Doing the Letters Meme, where I list 10 things I love that starts with the chosen letter. I asked for a challenging one, so Nymeth gave me "W". Ha! I laugh at you, letter "W". (This makes me feel like a character from Sesame Street.)

  1. While My Guitar Gently Weeps: When I talk to my friends about the Beatles, they usually tell me how much they love the Sgt Pepper album. I'm not disputing that - but personally, the Beatles album that I love is The White Album. I believe The White Album is the best showcase of just how talented they are as song-writers. My favourite song from The White Album - and probably my favourite Beatles song - is "While My Guitar Gently Weeps" - written by George Harrison, with Eric Clapton on guitar.

  2. Winterson, Jeanette:  I quote a lot from Winterson's books and essays on this blog.

  3. Washington Post Book World: Washington Post Book World will go out of print as a separate section in the Washington Post - but thankfully, it will still exist as an online entity. The Book World gave voice to well-read bookworms like Michael Dirda to chatter about the pleasure of reading - and re-reading. We need more newspapers to put this kind of focus on book culture.

  4. Woods, The: The final album by my favourite band, Sleater-Kinney. Some bands stick to the known and the familiar. While some of them do find commercial success, and their music do find loyal fans - there are the other bands like Sleater-Kinney. They could have signed up with the more commercial labels, but they preferred to retain the creative integrity of their music. They never stopped challenging themselves as musicians, always mindful that they want to produce the kind of music that they can be proud of. They went a new direction for The Woods, with a new producer who was not familiar with their prior albums - who could therefore provide a fresh perspective on their work. The Woods irritated  some fans, who found it deviate too much from the music they loved - but they also earned some new fans.

    The Woods represent everything that is admirable about Sleater-Kinney: they never fell into complacency. They came to a point where they knew they were not progressing musically, and so they announced their "indefinite hiatus" in spite of all the fan-protests. They understood that life (and by extension, their music) is about moving forward.

  5. Wanderlust: Wanderlust, a great book by Rebecca Solnit. It's a series of essays on the idea of walking, of wandering, of our relationship to moving, of time, of history, art, culture and politics. Solnit is as wiling to wander off in the middle of the essay to pursue a line of enquiry that interests her. I love her writings, because she exemplifies how we learn so much more when we are willing to wander off the familiar path to seek out the unknown. Wandering is to defy boundaries.

  6. Willow Rosenberg: Who can resist the most powerful witch in the Northern Hemisphere on Buffy the Vampire Slayer? Dark Willow is cool too. :)

  7. W
    ild Thing: I was fortunate to have met some Anusara-inspired teachers, and they sometimes incorporate this backbend - known as The Wild Thing (show in the picture to the right) into the flow. The Wild Thing is one of my favourite yoga pose, because it allows me to play with the natural flexibility of my body. The asana is a great heart opener - therapeutic when I'm feeling lethargic or depressed.

  8. Wit: Maybe it's because I'm the sort who prefers to mull things over, I find a person who can think fast on their feet very sexy. Especially if they can make me laugh.
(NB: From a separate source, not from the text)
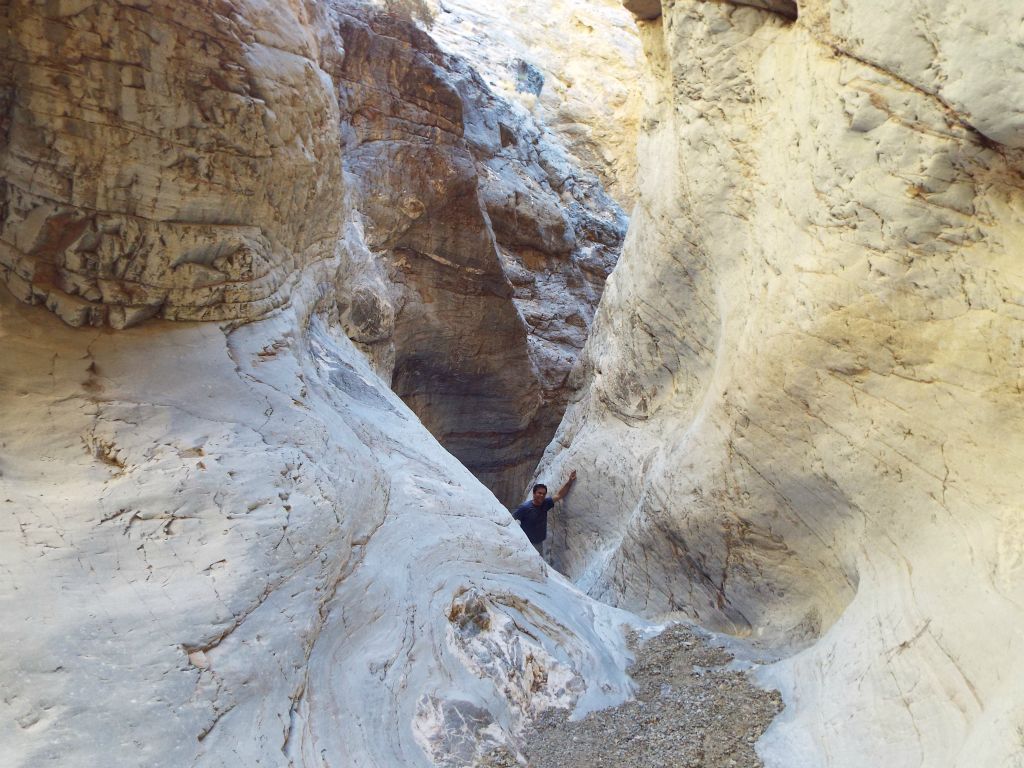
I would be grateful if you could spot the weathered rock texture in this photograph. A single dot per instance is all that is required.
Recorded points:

  9. Wikipedia: You don't have to know anything anymore. You can look it up on Wikipedia!

  10. Walking: I walked a lot during my recent London trip, and I got lost A LOT. In fact, on my very last day, I was waking towards Brick Lane and ended up at the Tower of London - which was okay. I went in to see the Tower instead. Walking is the best mode of transport when you're travelling, and it's healthy. Walking is the best way to see a city, because everything is at the ground level, you see so much more. All of us who are able to walk should be grateful.